While managed service providers (MSPs) are certainly well-versed in the areas of cloud-based file sharing and data storage, it pays to be just as familiar with some of the areas of interest of your clients. As MSPs see more healthcare companies migrating their services to the cloud – whether due to a relaxation of restrictions or a decision to evolve – the need for familiarity in this potentially lucrative market is as important as ever.
When the Health Insurance Portability and Accountability Act (HIPAA) was enacted in 1996, data security and privacy on the internet were not exactly the big concerns of the day. Then again, the MSP business model we know and love today didn’t even exist.
Fast forward about 20 years – and through a couple of generations of computing platforms – and HIPAA compliance has become a hot topic as health care organizations, at long last, begin to crawl out from under mountains of paper and into the digital world.
The 2013 HIPAA Omnibus Rule is the modification to HIPAA that defines the rules governing data security for “covered entities” (healthcare providers, mostly) and their “business associates,” i.e. you, their MSP.
As the rule states, “These modifications [to the original HIPAA law] make business associates of covered entities directly liable for compliance with certain of the HIPAA Privacy and Security Rules’ requirements.” Here are the four most important things you need to know to comply with HIPAA regulations:
1. Business Associate Agreements
Law now requires that when you’re doing business with a “covered entity” (CE), you must execute agreements – called Business Associate Agreements (BAAs) – that define the permitted uses and disclosures of “protected health information” (PHI) by the business associate. Don’t start doing business with a healthcare client or other “covered entity” without a Business Associate Agreement in place. The same goes for subcontractors. You’ll want to make sure that anybody touching PHI is covered in the BAA.
2. Providing cloud storage makes you liable for HIPAA privacy
According to the HIPAA Omnibus rule, anything you store in the cloud – even on behalf of a client – that contains protected health information must be compliant with HIPAA privacy protections. This applies whether you ever view that data or not.

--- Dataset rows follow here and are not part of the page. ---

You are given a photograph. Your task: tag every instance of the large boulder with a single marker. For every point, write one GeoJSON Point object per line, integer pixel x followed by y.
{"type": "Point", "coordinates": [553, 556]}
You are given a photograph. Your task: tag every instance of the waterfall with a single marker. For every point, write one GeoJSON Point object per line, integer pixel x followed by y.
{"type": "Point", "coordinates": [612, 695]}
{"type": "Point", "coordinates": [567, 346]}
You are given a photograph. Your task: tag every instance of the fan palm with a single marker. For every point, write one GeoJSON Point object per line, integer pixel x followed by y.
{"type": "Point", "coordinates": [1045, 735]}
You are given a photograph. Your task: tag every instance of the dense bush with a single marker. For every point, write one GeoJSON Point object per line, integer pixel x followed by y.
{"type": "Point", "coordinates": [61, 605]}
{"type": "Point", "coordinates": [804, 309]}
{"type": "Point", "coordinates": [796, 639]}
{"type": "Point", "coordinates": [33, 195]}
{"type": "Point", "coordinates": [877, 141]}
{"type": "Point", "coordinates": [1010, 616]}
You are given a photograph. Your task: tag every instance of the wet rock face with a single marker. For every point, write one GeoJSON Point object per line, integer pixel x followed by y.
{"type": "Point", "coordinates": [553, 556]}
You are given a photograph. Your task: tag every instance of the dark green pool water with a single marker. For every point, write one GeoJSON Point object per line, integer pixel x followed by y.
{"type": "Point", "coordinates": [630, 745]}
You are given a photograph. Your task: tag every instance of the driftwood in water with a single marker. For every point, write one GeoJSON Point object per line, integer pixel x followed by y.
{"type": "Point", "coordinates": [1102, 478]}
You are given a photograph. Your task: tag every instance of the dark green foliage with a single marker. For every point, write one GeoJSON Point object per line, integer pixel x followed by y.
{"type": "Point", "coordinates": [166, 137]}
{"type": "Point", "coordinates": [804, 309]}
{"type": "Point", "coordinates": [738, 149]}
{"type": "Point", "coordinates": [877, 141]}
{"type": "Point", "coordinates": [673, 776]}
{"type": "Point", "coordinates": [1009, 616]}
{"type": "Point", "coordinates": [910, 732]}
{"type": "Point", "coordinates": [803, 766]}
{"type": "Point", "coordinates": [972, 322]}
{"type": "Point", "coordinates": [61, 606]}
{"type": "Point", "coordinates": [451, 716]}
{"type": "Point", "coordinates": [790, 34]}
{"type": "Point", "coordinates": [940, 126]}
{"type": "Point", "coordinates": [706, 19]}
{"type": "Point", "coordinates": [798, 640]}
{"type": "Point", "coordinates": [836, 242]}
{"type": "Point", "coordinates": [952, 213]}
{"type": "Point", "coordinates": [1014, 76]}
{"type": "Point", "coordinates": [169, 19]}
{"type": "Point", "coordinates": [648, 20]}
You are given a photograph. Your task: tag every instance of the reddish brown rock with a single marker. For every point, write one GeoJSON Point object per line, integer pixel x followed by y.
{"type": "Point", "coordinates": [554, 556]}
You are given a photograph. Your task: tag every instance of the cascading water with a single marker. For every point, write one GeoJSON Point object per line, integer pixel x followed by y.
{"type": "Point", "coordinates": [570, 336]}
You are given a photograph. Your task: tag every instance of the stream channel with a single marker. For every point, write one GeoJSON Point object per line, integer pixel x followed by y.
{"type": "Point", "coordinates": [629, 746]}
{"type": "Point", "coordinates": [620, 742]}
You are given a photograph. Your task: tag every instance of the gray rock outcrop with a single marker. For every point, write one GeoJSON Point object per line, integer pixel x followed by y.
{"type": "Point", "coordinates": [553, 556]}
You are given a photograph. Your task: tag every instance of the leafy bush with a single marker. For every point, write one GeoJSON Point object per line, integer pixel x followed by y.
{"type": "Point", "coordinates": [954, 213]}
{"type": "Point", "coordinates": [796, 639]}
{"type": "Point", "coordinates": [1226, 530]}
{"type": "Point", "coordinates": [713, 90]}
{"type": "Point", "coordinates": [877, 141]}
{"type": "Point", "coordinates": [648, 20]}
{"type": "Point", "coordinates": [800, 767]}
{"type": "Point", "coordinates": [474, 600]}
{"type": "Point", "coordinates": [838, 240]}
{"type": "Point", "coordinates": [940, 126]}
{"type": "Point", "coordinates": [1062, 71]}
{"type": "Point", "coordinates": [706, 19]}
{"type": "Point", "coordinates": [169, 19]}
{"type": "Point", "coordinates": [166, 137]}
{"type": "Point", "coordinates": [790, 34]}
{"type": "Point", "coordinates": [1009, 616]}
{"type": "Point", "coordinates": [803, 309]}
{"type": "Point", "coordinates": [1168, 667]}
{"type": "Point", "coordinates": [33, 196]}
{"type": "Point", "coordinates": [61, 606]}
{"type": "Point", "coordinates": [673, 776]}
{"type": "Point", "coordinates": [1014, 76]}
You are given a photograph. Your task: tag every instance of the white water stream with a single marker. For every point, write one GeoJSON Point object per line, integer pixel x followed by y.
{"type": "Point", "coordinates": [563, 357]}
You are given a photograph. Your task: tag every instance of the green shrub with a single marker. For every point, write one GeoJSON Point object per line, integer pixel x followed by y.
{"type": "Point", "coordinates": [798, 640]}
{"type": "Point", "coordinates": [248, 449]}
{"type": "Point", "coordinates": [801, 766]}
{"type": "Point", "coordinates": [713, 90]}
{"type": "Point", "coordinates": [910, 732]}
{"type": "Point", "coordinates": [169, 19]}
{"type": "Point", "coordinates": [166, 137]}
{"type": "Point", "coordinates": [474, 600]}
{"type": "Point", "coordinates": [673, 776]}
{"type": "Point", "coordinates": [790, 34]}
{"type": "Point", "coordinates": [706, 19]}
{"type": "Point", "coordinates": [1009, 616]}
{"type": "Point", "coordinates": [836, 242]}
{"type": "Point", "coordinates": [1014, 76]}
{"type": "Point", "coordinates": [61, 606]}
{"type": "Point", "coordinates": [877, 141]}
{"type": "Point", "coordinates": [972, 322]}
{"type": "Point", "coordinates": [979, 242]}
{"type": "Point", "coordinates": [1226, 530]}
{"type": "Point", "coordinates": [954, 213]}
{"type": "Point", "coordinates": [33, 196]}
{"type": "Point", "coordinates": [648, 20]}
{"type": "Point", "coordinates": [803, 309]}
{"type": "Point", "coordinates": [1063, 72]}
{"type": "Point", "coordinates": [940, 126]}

If you retain, maintain, or transmit protected health information for a client, then you are bound by their business associate agreement.
3. Less access = lower liability risk
According to an FAQ published by the Center for Democracy and Technology, if you don’t have the capability to access your client’s data and adhere to HHS (Department of Health and Human Services) standards with respect to encryption, you should have little liability risk as a business associate. The FAQ also states that, “if the covered entity controls the decryption keys and the CSP has no ability to access the plain text of the data, it would not be reasonable to expect the CSP to comply with the provisions... that require a BA to ‘make available’ PHI for certain purposes.”
4. Breach thresholds have been lowered
Prior to the enactment of the Omnibus rule, a security breach only had to be reported to the HHS if it posed “significant risk of reputational, financial or other harm” to individuals. Now, all breaches of unsecured PHI – information that is not rendered unusable, unreadable, or indecipherable to unauthorized persons – must be reported. However, if the BAA established between you and your healthcare client includes a multi-factor risk assessment that determines low probability of data compromise, the breach may not need to be reported. It’s probably worthwhile to check out your your legal obligations for notification.